製品情報
PIONEER
VSA-AX3-N
¥100,000(税抜)
発売:2003年10月中旬発売
このモデルは生産を完了しています
自動音場補正MCACCを搭載した普及価格帯エントリーモデル
ビジュアルグランプリ2004 ≪AVアンプ部門賞≫受賞モデル
微小信号までリアルに生成する再現力。
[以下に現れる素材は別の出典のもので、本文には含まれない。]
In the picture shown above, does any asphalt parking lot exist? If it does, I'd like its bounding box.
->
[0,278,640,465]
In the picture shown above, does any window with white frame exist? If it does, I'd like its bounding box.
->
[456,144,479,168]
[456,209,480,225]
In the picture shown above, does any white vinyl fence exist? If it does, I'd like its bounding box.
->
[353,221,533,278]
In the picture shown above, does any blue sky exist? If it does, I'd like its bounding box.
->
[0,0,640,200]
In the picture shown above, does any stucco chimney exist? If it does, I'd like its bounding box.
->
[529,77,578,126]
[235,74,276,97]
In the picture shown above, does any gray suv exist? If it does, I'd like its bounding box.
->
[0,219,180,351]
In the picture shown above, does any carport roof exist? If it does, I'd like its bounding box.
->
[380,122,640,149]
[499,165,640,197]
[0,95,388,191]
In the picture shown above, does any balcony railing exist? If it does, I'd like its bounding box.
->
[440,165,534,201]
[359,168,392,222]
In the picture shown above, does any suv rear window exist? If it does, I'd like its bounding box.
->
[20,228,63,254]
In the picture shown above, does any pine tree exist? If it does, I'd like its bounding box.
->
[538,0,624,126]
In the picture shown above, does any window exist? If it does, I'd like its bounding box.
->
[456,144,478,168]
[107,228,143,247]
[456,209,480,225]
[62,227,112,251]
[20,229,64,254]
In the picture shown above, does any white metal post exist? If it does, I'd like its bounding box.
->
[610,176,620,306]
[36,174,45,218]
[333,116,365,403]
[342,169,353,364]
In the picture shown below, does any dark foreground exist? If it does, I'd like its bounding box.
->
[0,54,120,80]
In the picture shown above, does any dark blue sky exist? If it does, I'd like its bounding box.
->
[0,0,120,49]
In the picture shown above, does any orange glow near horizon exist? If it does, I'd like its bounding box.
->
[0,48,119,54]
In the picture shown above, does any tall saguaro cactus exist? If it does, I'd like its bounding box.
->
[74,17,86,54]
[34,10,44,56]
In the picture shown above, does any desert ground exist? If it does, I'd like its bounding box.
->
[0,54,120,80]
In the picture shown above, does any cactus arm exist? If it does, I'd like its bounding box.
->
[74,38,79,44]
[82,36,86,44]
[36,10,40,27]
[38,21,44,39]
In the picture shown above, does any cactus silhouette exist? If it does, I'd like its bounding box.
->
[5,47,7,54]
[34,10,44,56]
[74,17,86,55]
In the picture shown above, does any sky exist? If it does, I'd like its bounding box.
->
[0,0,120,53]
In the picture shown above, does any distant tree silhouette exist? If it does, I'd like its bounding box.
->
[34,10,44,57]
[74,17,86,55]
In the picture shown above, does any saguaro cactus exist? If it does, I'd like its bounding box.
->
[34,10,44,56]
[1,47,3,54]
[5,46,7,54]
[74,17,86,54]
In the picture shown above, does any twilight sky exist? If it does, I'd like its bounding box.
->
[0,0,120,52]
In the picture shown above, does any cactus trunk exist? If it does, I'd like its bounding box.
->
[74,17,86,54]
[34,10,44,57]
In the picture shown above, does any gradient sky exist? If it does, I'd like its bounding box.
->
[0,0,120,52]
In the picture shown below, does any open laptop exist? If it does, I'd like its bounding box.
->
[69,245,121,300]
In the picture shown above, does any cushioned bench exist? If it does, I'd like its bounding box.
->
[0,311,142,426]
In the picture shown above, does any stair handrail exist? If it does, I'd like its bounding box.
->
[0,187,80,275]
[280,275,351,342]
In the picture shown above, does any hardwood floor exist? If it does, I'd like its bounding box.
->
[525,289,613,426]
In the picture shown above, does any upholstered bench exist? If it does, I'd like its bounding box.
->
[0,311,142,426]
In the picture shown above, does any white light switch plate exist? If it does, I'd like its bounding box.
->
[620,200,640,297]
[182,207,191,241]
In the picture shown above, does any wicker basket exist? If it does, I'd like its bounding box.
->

高性能A.D.E. MOS FETを7chすべてに搭載
【SPEC】●実用最大出力(JEITA、8Ω、サラウンド時):130W/ch(フロント2ch、センター1ch、サラウンド2ch、サラウンドバック2ch) ●周波数特性:5Hz〜100kHz(+0dB、-3dB) ●全高調歪率(2ch):0.09%(20Hz〜20kHz、100W、8Ω) ●SR入出力:各1系統 ●ACアウトレット:1系統(連動) ●外形寸法:420W×188H×464Dmm ●質量:18.3kg ●消費電力:440W ●待機電力:0.8W
※原則として製品発表時のデータを掲載していますので、内容・価格は変更されている場合があります。また、この製品データベースには生産・販売を休止したモデルの情報も含まれています。
THXセレクト認定のエントリーモデル
10万円以下の普及クラスで強力なフィーチャーを持つAVアンプである。THXセレクト認定の7ch構成。出力は定格で100W/ch/8Ωとハイパワーを誇る。付属マイクロフォンによってスピーカーの設定が自動的にできるオートMCACCを搭載し、英国AIRスタジオによるサウンド・チューニングを実現することが可能。またオンスクリーンがコンポーネント端子からも出力されるようになった。
シャーシは定評ある3次元スペース・フレームによる剛体構造。トランスにはバイファイラー巻きを採用し、トランススタビライザーも装備している。DTS96/24やEX/ESを始め対応フォーマットも多彩。マルチch入力も備えている。
暴れがなくややおとなしい音調だが、S/Nのいい静かな再現性が魅力である。ジャズはひっそりと出てくる感触だ。背景ノイズの低いことがよけいそう感じさせるのかもしれない。
ピアノもウッドベースもホールの余韻が実音になじんで不自然さがなく、音場の響きを実感させる。両端での押し出しは控えめだ。フロア型スピーカーではさらに制動をかけたいところだが、音色にくせがなく素直な質感が何よりだ。ボーイソプラノは力感に不足がなく、透明感の高いハーモニーが滲みなく出ている。声の質感が余裕をもって描かれている印象だ。透き通った音調だが厚みがあり、痩せることがない。オーケストラはしっかりした解像度で伸びやかな再現を見せる。鮮度が高くバランスの整った鳴り方である。
映画はセリフや身辺音がくっきりした輪郭線を持つ。「ハリー・ポッターと賢者の石」では声の感触が明瞭で明るい出方である。さらに陰影があってもいいように思うが、音数も豊富で情景が生き生きとしている。やや小振りだが密度の高い空間再現と言っていい。また「ロード・オブ・ザ・リング〜旅の仲間」では自然空間の感触が色濃く描かれている。セリフの輪郭線は太く、腰の強いタッチだ。地下空間の響きも遠くまで見通しが利き、効果音を緻密に分解する。ダイナミックな描き方だ。
自動音場補正は初心者の多い普及モデルにこそ相応しい。この価格帯でオートMCACCを搭載したのは快挙である。コンポーネント出力からのOSDなど操作性での改善も大きい。音質面ではS/Nの高さが基調になり、素直で無理のない再現性を得ている。タワー型やサテライトなどのスピーカーを組み合わせるのに恰好だ。